NPR, which first broke the news of Ginsburg’s passing, reported that the liberal associate justice dictated her wish to her granddaughter Clara Spera.
The new vacancy on the court gives Trump a chance to add another conservative justice to the nine-member bench of the highest court in the United States. Trump has touted his previous nominees, Justices Neil Gorsuch and Brett Kavanaugh, as being among the major accomplishments of his first term in office.
Senate Majority Leader Mitch McConnell, R-Ky., said in a statement Friday night that Trump’s next nominee “will receive a vote on the floor of the United States Senate.”
McConnell said last year that he would seek to confirm another justice to the bench if the opportunity arose, even in an election year.
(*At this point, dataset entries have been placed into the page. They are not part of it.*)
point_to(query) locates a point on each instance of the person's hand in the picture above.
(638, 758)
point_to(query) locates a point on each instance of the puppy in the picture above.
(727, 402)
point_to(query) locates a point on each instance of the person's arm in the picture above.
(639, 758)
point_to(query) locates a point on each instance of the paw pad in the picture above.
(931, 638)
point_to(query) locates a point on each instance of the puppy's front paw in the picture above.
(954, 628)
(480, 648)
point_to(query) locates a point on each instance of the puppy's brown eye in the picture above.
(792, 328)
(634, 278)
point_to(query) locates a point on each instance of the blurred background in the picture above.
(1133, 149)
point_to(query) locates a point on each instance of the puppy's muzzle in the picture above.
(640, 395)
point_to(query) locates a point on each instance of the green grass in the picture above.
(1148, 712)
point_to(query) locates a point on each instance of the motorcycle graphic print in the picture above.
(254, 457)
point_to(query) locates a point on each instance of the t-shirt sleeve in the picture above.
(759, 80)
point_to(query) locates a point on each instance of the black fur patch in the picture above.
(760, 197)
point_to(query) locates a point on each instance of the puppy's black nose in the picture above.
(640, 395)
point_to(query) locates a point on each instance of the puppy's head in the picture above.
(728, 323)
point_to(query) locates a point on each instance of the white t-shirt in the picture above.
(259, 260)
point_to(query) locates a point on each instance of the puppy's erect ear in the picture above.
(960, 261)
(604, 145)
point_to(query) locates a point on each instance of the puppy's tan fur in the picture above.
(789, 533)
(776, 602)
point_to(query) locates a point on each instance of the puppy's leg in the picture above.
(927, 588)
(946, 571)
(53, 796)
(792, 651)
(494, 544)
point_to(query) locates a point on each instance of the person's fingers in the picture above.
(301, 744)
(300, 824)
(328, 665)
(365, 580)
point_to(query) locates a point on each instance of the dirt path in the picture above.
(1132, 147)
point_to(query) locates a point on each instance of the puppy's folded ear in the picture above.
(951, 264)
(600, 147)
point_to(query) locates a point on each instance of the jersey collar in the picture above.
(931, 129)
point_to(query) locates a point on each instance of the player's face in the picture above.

That statement of intent immediately drew accusations of hypocrisy. In 2016, after the death of conservative Justice Antonin Scalia, McConnell had blocked then-President Barack Obama from filling that vacancy.
“The American people should have a voice in the selection of their next Supreme Court Justice. Therefore, this vacancy should not be filled until we have a new president,” McConnell said in 2016.
After Ginsburg’s death was announced, Senate Minority Leader Chuck SChumer, D-N.Y., tweeted those exact words.
But in his statement Friday, McConnell laid out why he would not wait until after the election to attempt to fill Ginsburg’s seat.
“In the last midterm election before Justice Scalia’s death in 2016, Americans elected a Republican Senate majority because we pledged to check and balance the last days of a lame-duck president’s second term. We kept our promise. Since the 1880s, no Senate has confirmed an opposite-party president’s Supreme Court nominee in a presidential election year,” McConnell said.
“By contrast, Americans reelected our majority in 2016 and expanded it in 2018 because we pledged to work with President Trump and support his agenda, particularly his outstanding appointments to the federal judiciary. Once again, we will keep our promise,” he said.